# new monitor trio



## mrkos (Aug 15, 2011)

picked up three of these little guys yesterday not sure what type some form of pygmy something very entertaining just managed to snap an early morning shot before they warm up too much cheers


----------



## Eddie2257 (Aug 15, 2011)

you baught something with out knowing what it even is? are they licenced?


----------



## dihsmaj (Aug 15, 2011)

Can't see it properly, but it looks like a short-tailed pygmy monitor (_Varanus brevicauda_) juvie.


----------



## jordanmulder (Aug 15, 2011)

_snakelover3 is correct, it is varanus brevicauda_


----------



## sesa-sayin (Aug 15, 2011)

there were 3 V. brevi for sale in Qld, just 4 days ago,,,,$800.00 each..my guess is, these are they.


----------



## david.dix (Oct 24, 2011)

i swear if you found them i am so jealous.
cause how could you not know what they are if you bought them?


----------



## mrkos (Oct 24, 2011)

david.dix said:


> i swear if you found them i am so jealous.
> cause how could you not know what they are if you bought them?

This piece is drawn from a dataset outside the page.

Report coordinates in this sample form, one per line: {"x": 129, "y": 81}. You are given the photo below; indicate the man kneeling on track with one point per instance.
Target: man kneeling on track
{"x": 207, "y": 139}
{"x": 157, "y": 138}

 at 800 a pop I knew what they where just happened to be on rdu when they first come up for sale I must say they are powering along nicely although I've had to seperate as two have been fighting


----------



## SamNabz (Oct 24, 2011)

Any updated pics mrkos? They're awesome little monitors.


----------



## MonitorMayhem (Oct 24, 2011)

yeah love to see some more pics great little monitors what type of housing are you using for them


----------



## david.dix (Oct 24, 2011)

yeah pic's would be great, of them and the setup i am thinking of getting one but they are two expensive.
how big of an enclosure do you keep them in?


----------



## mrkos (Oct 24, 2011)

Ile put some pictures up on the weekend basically keep a pair in a 600 by 600 enclosure if you look at my posts in the show your monitors thread you can see my setup I have my other one in a meter long enclosure with lots of logs/ and hide holes and he seems to absolutely love it cheers


----------



## Smithers (Oct 24, 2011)

Fingers crossed this yr I'll get some....stunning little monitor, please more pics Mrkos


----------



## sesa-sayin (Oct 24, 2011)

i bought some last Jan.when they were only a few weeks old..............so tiny,!!!!!!!!!!!! bought them home into a boiling February, and was fearful, all survived happily; then came Winter, 1 went completely off food, the others, greatly reduced interest.(other monitor juvies of other species gobbled their way through winter ), although adults often don,t, and resumed feeding late August. all still going strongly, they certainly seem to be tough little guys, but Oh!!!!!!!!!!!! so tiny


----------



## mrkos (Oct 24, 2011)

Yeh mine have been spending a lot of time lately half buried in damp sand every two or three days they come out and run amok for a day I spend hours watching them I tried sexing them using Danny browns hemipenal trans illumination method and I am fairly sure I have two females and a male fingers crossed I suppose they carry themselves around the cage like a large lacie


----------



## snakes123 (Oct 24, 2011)

I Cant wait to get my small monitors  Just have to wait for my birthday then ill have the money.


----------



## njb432 (Oct 25, 2011)

What type are you going to get snakes123?


----------



## david.dix (Oct 25, 2011)

yeah if anyone has any short tailed monitors for sale let me know i can't wait to get one.


----------



## mrkos (Oct 29, 2011)

couple of updated pixView attachment 223499


----------



## snakes123 (Oct 29, 2011)

njb432 said:


> What type are you going to get snakes123?



Ackies probably.


----------



## mrkos (Oct 29, 2011)

couldnt get pics of the other two as they are burried somewhere in their enclosure cheersView attachment 223500


----------